On the following day Jacques called according to promise, and the three friends set off together to visit the Indian village. This missionary station was under the management of a Wesleyan clergyman, Pastor Conway by name, an excellent man, of about forty-five years of age, with an energetic mind and body, a bald head, a mild, expressive countenance, and a robust constitution. He was admirably qualified for his position, having a natural aptitude for every sort of work that man is usually called on to perform. His chief care was for the instruction of the Indians, whom he had induced to settle around him, in the great and all-important truths of Christianity. He invented an alphabet, and taught them to write and read their own language. He commenced the laborious task of translating the Scriptures into the Cree language; and being an excellent musician, he instructed his converts to sing in parts the psalms and Wesleyan hymns, many of which are exceedingly beautiful. A school was also established and a church built under his superintendence, so that the natives assembled in an orderly way in a commodious sanctuary every Sabbath day to worship God; while the children were instructed, not only in the Scriptures, and made familiar with the narrative of the humiliation and exaltation of our blessed Saviour, but were also taught the elementary branches of a secular education. But good Pastor Conway’s energy did not stop here. Nature had gifted him with that peculiar genius which is powerfully expressed in the term “a jack-of-all-trades.” He could turn his hand to anything; and being, as we have said, an energetic man, he did turn his hand to almost everything. If anything happened to get broken, the pastor could either mend it himself or direct how it was to be done. If a house was to be built for a new family of red men, who had never handled a saw or hammer in their lives, and had lived up to that time in tents, the pastor lent a hand to begin it, drew out the plan (not a very complicated thing, certainly), set them fairly at work, and kept his eye on it until it was finished. In short, the worthy pastor was everything to everybody, “that by all means he might gain some.”
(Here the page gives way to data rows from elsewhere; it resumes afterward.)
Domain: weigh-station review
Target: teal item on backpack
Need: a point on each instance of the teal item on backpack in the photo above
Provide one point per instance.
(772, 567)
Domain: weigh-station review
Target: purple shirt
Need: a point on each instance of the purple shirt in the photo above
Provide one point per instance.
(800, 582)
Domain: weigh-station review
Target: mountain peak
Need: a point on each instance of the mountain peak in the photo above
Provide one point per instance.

Under such management the village flourished as a matter of course, although it did not increase very rapidly owing to the almost unconquerable aversion of North American Indians to take up a settled habitation.

It was to this little hamlet, then, that our three friends directed their steps. On arriving, they found Pastor Conway in a sort of workshop, giving directions to an Indian who stood with a soldering-iron in one hand and a sheet of tin in the other, which he was about to apply to a curious-looking, half-finished machine that bore some resemblance to a canoe.
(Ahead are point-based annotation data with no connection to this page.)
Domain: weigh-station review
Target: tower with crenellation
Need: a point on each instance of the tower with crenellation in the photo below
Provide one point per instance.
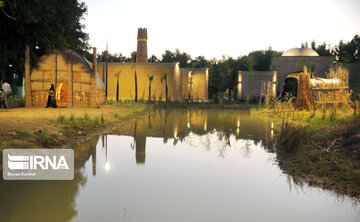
(141, 52)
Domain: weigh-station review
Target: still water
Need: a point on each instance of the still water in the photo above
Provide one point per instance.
(177, 165)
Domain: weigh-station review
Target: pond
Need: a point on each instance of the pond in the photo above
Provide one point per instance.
(177, 165)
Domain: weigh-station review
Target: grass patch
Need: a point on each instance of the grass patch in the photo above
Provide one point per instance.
(20, 135)
(44, 139)
(61, 118)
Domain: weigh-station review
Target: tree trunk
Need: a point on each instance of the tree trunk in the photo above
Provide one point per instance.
(135, 87)
(28, 99)
(149, 92)
(166, 91)
(117, 90)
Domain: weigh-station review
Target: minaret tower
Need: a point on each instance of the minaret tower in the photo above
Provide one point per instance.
(141, 52)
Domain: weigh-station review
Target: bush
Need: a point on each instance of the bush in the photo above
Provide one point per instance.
(61, 118)
(291, 137)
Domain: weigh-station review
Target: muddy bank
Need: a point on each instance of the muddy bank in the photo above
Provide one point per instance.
(328, 157)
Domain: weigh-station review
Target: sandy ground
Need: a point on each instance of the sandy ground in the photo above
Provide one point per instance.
(16, 122)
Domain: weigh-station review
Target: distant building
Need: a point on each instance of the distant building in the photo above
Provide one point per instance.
(253, 83)
(72, 76)
(180, 82)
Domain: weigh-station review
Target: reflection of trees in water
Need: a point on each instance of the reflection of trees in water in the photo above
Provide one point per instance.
(300, 185)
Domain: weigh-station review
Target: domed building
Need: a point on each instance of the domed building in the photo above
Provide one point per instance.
(300, 52)
(259, 83)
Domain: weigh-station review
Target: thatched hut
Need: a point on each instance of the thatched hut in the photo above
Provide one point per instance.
(313, 90)
(74, 77)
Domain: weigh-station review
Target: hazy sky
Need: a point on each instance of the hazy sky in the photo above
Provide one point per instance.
(222, 27)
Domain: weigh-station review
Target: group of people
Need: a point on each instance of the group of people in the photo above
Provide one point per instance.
(5, 92)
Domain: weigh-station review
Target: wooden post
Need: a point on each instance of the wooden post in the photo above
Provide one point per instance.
(71, 82)
(93, 81)
(28, 102)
“Ah, my friend Jacques!” he exclaimed as the hunter approached him; “the very man I wished to see. But I beg pardon, gentlemen—strangers, I perceive. You are heartily welcome. It is seldom that I have the pleasure of seeing new friends in my wild dwelling. Pray come with me to my house.”

Pastor Conway shook hands with Harry and Hamilton with a degree of warmth that evinced the sincerity of his words. The young men thanked him and accepted the invitation.
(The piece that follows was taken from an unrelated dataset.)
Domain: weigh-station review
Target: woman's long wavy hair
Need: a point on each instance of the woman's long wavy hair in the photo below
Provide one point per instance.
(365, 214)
As they turned to quit the workshop, the pastor observed Jacques’s eye fixed, with a puzzled expression of countenance, on his canoe.

“You have never seen anything like that before, I dare say?” said he, with a smile.

“No, sir; I never did see such a queer machine afore.”

“It is a tin canoe, with which I hope to pass through many miles of country this spring, on my way to visit a tribe of Northern Indians; and it was about this very thing that I wanted to see you, my friend.”

Jacques made no reply, but cast a look savouring very slightly of contempt on the unfinished canoe as they turned and went away.